L’attaquant du LOSC n’a pas réussi à concrétiser un contre mené de main de maître par De Bruyne et Trossard, sa frappe manquant le cadre à la 65e minute. Mais la star belge, Kevin De Bruyne, a finalement assommé l’adversaire en récupérant un ballon subtilisé par Trossard aux abords de la surface néo-zélandaise. Son tir croisé a laissé le gardien Max Crocombe impuissant (3-0, 67e), signant là sa trentième réalisation en sélection. Ce but a permis à la Belgique de prendre la tête du groupe, grâce à une meilleure différence de buts que l’Égypte, tenue en échec par l’Iran (1-1).

Les choix tactiques gagnants de Rudi Garcia

Afin de consolider le résultat et de préserver l’énergie de son effectif, Rudi Garcia a procédé à des remplacements stratégiques : Alexis Saelemaekers a pris la place de Trossard, et Amadou Onana celle de De Bruyne à la 72e minute. Un léger relâchement de la concentration belge a permis à Elijah Just de réduire le score (3-1, 84e), l’attaquant néo-zélandais étant laissé seul pour reprendre le ballon avec puissance devant la surface. Cet incident n’a cependant eu aucune incidence sur l’issue du match. Peu après, les entrées simultanées de Romelu Lukaku et Nicolas Raskin à la 85e minute ont été décisives. Le milieu des Rangers a délivré un centre parfait pour une tête piquée imparable du meilleur buteur de l’histoire de la Belgique au second poteau (4-1, 86e). Il s’agissait de sa 91e réalisation en sélection et de son 12e but dans les grands tournois internationaux (Coupes du monde et Euros).

Durant le temps additionnel, Alexis Saelemaekers a scellé le score à 5-1 (90e + 4) d’un tir croisé, profitant d’une passe décisive du buteur du Napoli, qui n’avait pourtant que 64 minutes de jeu en club cette saison. Cette victoire écrasante assure à la Belgique la première place du groupe, forte de sa meilleure différence de buts.

L’objectif primordial est atteint.

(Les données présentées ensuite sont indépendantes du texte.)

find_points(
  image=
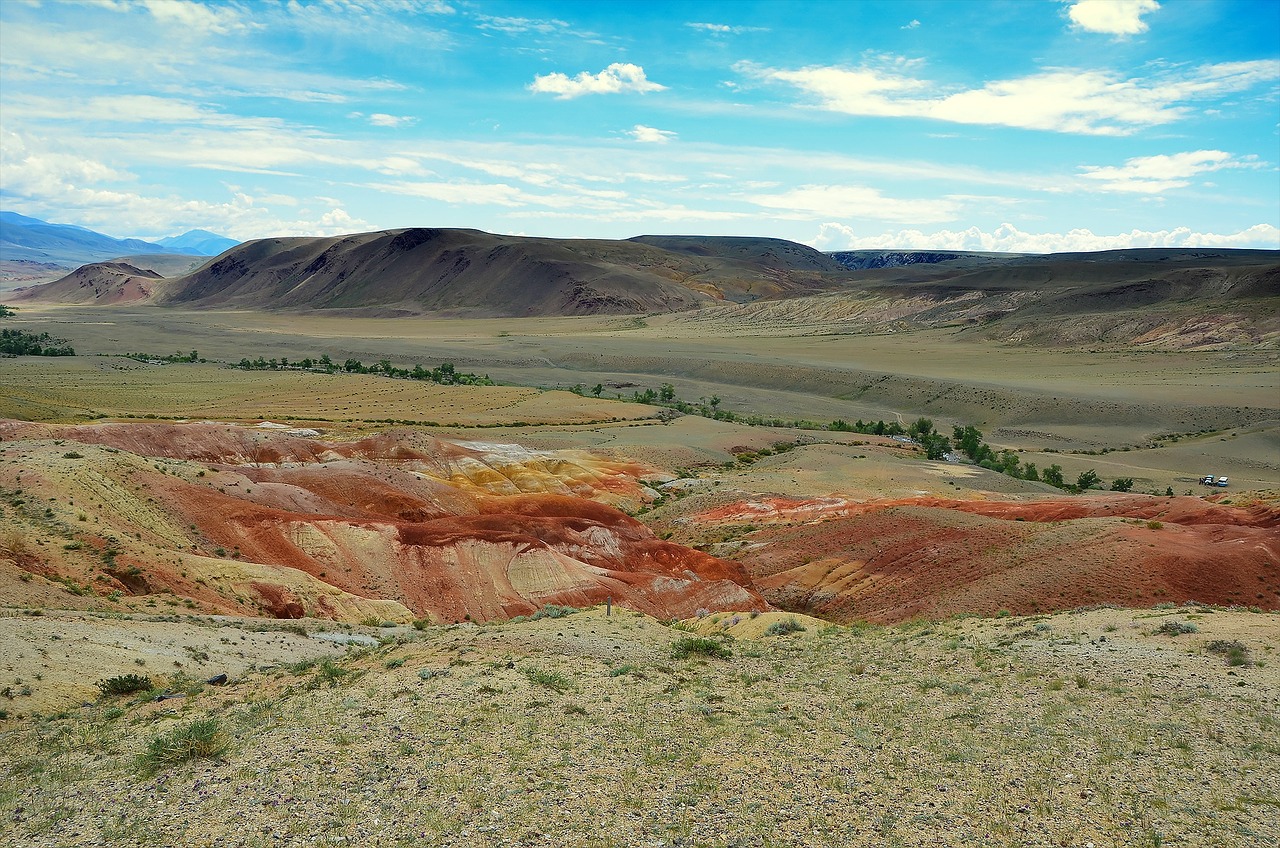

Ce résultat est une source de confiance et libère l’équipe belge de toute pression, lui permettant d’aborder la suite de la compétition avec sérénité. Les Diables Rouges pourront poursuivre leur parcours depuis leur camp de base à Seattle, un avantage logistique non négligeable. Avec de nouvelles perspectives et des ambitions renouvelées, ils attendent désormais de connaître leur adversaire pour les 16es de finale, dont la date est déjà fixée : mercredi à 22 heures.

L’Égypte a tremblé jusqu’au coup de sifflet final

L’Égypte a dû lutter avec acharnement pour maintenir sa deuxième position dans le groupe G, face aux assauts répétés d’une équipe iranienne inattendue, tandis que la Belgique avait déjà assuré la première place grâce à sa large victoire contre la Nouvelle-Zélande. Les Pharaons devaient impérativement conserver ce match nul (1-1) et la tension était palpable dans les dernières minutes. Le sort a finalement tourné en leur faveur : un but de Khalilzadeh à la 90e+3 a été annulé pour un hors-jeu infime, et une tête d’Ezatolahi a été repoussée par la transversale à la 90e+6, offrant un soulagement inespéré.

Les joueurs égyptiens ont vécu des moments de grande anxiété, s’effondrant sur la pelouse au coup de sifflet final, submergés par la joie d’une qualification historique pour les phases à élimination directe d’une Coupe du monde. Le match fut éprouvant, malgré un début prometteur avec l’ouverture du score de Mahmoud Saber dès la 5e minute, dont la frappe a trouvé le chemin des filets à travers une défense iranienne dense.

Mostafa Shobeir a ensuite réalisé un arrêt crucial sur un penalty de Taremi à la 11e minute, donnant l’impression que les Pharaons dominaient leurs rivaux. Cependant, l’égalisation rapide de Rezaeian à la 14e minute a semé le doute dans les rangs égyptiens, transformant la rencontre en un affrontement décousu. Le rythme a chuté, les duels se sont intensifiés, et les occasions de but se sont faites rares, jusqu’à un dernier quart d’heure où les Iraniens ont redoublé d’efforts, espérant un coup d’éclat. Leurs tentatives sont restées vaines. L’Iran doit désormais compter sur des résultats favorables dans les autres groupes pour figurer parmi les huit meilleurs troisièmes et ainsi accéder aux 16es de finale.